By 2024 standards, this record sounds almost quaint—the production is clean but not overprocessed, the arrangements ambitious but not precious. That was exactly right for the moment. It sold over a million copies, made Pentatonix visible to people who never watched The Sing Off, and proved that there was still room in Christmas music for something that respected both the tradition and the listener’s patience.
It’s not a perfect record. There are moments where the close harmony gets a little too close, where the sweetness edges into saccharine.
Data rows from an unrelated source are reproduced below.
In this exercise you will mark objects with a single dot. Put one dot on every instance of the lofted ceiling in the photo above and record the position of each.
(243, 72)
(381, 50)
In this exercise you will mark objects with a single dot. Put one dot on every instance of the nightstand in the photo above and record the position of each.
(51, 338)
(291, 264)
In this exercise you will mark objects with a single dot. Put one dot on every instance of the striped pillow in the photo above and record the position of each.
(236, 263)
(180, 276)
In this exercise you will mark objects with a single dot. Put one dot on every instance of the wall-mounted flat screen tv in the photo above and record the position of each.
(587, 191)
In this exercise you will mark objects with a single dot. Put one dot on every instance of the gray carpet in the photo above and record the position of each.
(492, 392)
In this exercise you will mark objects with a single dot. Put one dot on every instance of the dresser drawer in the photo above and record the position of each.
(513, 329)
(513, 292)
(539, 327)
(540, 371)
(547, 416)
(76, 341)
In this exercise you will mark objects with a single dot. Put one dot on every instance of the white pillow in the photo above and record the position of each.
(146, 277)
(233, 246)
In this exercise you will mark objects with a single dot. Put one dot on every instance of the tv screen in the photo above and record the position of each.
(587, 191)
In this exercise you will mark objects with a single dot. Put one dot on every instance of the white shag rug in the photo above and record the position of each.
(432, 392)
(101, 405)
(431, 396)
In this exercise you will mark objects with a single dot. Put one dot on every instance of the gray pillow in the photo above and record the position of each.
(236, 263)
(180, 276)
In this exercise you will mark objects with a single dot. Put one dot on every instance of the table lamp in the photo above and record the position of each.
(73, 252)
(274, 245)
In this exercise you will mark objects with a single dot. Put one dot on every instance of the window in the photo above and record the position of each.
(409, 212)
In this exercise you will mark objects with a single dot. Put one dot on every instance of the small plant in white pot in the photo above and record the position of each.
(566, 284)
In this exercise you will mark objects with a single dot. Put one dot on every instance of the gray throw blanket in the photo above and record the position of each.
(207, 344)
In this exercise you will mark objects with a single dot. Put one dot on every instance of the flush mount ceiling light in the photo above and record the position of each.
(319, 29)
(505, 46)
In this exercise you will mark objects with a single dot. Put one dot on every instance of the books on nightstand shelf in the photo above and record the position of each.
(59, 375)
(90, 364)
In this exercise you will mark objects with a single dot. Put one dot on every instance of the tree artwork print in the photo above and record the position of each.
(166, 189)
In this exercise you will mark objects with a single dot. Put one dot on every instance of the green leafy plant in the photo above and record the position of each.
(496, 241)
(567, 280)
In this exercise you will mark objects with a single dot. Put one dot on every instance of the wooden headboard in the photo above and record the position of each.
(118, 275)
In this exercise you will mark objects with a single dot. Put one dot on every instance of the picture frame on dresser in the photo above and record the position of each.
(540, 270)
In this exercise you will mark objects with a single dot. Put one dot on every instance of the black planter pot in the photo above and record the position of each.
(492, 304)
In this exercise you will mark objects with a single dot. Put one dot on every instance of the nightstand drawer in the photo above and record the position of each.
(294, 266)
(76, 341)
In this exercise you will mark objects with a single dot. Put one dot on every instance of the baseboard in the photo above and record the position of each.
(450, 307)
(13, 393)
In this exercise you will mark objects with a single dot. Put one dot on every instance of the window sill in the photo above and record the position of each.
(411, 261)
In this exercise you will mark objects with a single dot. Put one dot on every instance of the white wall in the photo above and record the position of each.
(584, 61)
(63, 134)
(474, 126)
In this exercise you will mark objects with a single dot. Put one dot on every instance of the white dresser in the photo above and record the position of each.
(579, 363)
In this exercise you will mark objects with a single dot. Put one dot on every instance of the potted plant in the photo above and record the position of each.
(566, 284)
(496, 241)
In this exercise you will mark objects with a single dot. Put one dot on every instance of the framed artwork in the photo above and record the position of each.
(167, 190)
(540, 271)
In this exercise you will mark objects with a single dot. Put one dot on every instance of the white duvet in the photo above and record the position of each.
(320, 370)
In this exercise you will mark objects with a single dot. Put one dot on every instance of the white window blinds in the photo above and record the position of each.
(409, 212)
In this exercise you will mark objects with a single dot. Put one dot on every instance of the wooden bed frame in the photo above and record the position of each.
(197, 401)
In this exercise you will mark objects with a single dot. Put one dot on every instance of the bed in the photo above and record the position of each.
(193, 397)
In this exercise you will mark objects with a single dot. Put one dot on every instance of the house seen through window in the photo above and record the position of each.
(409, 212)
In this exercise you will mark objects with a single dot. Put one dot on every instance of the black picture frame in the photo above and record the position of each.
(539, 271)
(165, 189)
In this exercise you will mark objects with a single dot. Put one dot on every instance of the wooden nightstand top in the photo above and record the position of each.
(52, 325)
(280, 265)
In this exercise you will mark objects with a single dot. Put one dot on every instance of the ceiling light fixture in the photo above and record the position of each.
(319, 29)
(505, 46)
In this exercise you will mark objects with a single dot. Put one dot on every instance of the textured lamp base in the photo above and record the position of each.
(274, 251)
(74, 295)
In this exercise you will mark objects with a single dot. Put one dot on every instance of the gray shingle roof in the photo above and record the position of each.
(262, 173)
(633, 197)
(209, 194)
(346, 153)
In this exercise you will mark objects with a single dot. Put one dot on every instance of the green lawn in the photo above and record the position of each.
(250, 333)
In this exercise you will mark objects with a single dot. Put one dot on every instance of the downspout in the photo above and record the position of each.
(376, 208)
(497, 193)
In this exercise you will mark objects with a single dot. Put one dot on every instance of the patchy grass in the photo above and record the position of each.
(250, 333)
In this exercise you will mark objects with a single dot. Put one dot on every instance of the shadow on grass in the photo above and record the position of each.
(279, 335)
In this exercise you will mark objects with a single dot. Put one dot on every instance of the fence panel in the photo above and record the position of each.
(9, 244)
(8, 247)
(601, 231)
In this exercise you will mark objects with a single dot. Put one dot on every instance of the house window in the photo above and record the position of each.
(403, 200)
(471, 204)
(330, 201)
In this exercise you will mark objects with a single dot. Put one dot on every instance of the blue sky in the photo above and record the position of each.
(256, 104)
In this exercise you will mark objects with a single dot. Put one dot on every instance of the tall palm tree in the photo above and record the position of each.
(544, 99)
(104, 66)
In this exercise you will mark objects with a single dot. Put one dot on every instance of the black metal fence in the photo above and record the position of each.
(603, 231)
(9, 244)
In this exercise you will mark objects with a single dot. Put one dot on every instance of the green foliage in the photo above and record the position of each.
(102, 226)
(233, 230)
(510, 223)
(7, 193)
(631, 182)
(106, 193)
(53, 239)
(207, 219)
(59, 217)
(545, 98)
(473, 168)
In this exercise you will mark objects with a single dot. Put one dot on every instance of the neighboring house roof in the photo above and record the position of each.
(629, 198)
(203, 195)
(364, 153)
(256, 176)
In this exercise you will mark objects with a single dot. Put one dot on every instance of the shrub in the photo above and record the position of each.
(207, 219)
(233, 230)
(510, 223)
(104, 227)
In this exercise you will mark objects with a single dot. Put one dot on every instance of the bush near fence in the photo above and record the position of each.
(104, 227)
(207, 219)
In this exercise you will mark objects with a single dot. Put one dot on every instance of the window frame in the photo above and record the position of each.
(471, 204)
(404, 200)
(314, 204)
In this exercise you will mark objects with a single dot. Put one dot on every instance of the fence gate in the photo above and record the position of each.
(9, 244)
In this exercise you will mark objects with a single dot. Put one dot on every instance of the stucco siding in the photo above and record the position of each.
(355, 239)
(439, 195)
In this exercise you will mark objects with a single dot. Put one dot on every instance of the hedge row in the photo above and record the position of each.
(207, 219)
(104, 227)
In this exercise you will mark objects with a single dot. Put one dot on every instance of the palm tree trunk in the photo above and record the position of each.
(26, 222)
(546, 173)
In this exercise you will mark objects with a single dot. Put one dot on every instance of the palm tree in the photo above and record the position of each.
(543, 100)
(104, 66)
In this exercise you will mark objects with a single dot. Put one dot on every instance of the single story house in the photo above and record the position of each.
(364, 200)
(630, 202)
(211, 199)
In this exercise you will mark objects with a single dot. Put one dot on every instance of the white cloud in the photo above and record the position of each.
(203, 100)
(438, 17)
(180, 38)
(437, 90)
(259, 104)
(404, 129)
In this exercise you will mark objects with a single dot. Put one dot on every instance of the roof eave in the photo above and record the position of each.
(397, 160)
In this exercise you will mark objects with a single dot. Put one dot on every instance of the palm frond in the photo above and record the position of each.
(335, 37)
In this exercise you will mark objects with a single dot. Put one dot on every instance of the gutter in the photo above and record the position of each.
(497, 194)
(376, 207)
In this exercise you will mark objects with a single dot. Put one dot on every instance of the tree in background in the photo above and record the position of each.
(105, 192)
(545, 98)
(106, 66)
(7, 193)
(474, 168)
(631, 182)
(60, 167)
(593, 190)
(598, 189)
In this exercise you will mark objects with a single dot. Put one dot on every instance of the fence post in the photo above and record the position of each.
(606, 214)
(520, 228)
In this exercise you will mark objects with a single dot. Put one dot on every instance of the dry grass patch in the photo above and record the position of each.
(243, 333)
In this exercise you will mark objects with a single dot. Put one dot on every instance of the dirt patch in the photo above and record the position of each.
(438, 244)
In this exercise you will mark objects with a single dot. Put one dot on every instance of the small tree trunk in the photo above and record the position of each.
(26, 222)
But it’s close enough that you want to return to it, and that’s the only thing a Christmas album ever really needs to be.
🎵 Key Takeaways
- Pentatonix released Christmas album when market was oversaturated with seasonal records.
- Bass line sits in actual space instead of apologizing for existing.
- Beatboxer Kevin Olusola adds subtle percussion making five people sound like band.
- Multiple producers prevented album from settling into single sonic palette throughout.
- Tuning immaculate enough that listeners stop noticing technical feat and hear song.
- Kristin Maldonado's voice given space suggesting team understood belief matters most.
Why does Pentatonix's Christmas album sound like a band instead of five people in a booth?
Producer Kevin Kiley and the group itself prioritized actual space and arrangement restraint—the bass line doesn't apologize for existing, beatboxer Kevin Olusola's percussion is woven in subtly, and they resisted the trap of layering vocals into an overcrowded mix. The production choices treat it as an ensemble with distinct roles rather than a stack of overdubs.
Who produced That's Christmas to Me and why does it matter?
Kevin Kiley handled most of the record with Ben Folds contributing to a few tracks, which prevented the album from settling into a single sonic palette and kept arrangements from becoming formulaic. Having multiple producers meant different philosophical approaches to restraint versus arrangement ambition across the tracklist.
How does Pentatonix handle the beatboxing on a Christmas album without it becoming gimmicky?
Kevin Olusola's beatboxing is mixed like a drummer who knows when not to play—it's absent on most tracks, which earns it the space to actually land when it does appear. On 'Jingle Bells,' the groove feels earned rather than imposed because he's spent the rest of the album establishing restraint.
What made Pentatonix's 2013 Christmas record commercially successful in an oversaturated market?
It respected both the tradition of Christmas music and the listener's patience by avoiding aggressive wholesomeness or overcleverness, instead sitting in the practical middle ground. The record sold over a million copies and introduced Pentatonix to audiences beyond The Sing Off's viewer base.